Ignivomous
In 1721, a member of the Royal Society of London, Thomas Forster of Boston, wrote The World alarm’d. A surprizing relation of a New Burning Island lately raised out of the Sea near Tercera; with a brief history of the other ignivomous mountains at this day in the world. By ignivomous, he meant that the mountain was vomiting fire.
He might instead have called it a volcano, since that word had been in the language for a century by then — a work of 1669 by the German Jesuit Athansius Kircher was entitled The Vulcano’s or Burning and Fire-vomiting Mountains (the apostrophe in “volcano’s” would give modern copy editors a momentary spasm, but it was common then, because the word seemed foreign and odd).
Ignivomous has a splendid ring to it, even better than in its exact French equivalent ignivome.
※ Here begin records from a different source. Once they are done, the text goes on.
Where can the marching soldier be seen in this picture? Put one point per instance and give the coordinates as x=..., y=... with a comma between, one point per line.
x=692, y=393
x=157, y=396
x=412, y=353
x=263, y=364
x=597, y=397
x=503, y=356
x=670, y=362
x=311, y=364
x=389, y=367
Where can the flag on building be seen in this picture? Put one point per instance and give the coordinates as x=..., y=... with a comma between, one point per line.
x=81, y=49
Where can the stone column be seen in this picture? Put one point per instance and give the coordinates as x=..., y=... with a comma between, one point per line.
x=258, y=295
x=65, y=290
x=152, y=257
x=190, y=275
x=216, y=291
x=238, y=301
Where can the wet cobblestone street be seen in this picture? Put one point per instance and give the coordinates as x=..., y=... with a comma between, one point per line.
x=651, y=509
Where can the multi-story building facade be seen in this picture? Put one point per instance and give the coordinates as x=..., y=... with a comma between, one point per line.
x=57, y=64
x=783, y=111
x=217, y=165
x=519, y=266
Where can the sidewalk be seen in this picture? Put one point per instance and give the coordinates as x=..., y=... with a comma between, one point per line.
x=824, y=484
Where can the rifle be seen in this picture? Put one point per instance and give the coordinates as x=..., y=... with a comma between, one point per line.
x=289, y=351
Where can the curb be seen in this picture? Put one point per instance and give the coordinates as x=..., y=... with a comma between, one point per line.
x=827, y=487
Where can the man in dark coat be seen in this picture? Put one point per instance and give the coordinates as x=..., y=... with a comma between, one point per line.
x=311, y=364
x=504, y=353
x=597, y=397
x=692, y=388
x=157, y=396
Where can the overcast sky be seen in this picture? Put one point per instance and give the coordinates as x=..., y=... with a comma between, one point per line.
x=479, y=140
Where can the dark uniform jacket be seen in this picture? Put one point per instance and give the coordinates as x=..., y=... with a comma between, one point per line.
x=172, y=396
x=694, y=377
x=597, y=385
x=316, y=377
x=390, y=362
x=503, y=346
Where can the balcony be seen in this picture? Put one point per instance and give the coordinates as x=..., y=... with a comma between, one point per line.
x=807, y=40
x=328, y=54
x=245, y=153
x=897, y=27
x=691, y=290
That was a favourite word of Jules Verne’s and ignivomous appears in several of his translated works, including The Field of Ice, in which it describes the volcano that the intrepid explorers of the story found, in defiance of known geography, at the North Pole: “This enormous ignivomous rock in the middle of the sea was six thousand feet high, just about the altitude of Hecla.”
The word comes from Latin ignis, meaning fire, plus vomere, to vomit. Note that it’s pronounced with the stress on the second syllable.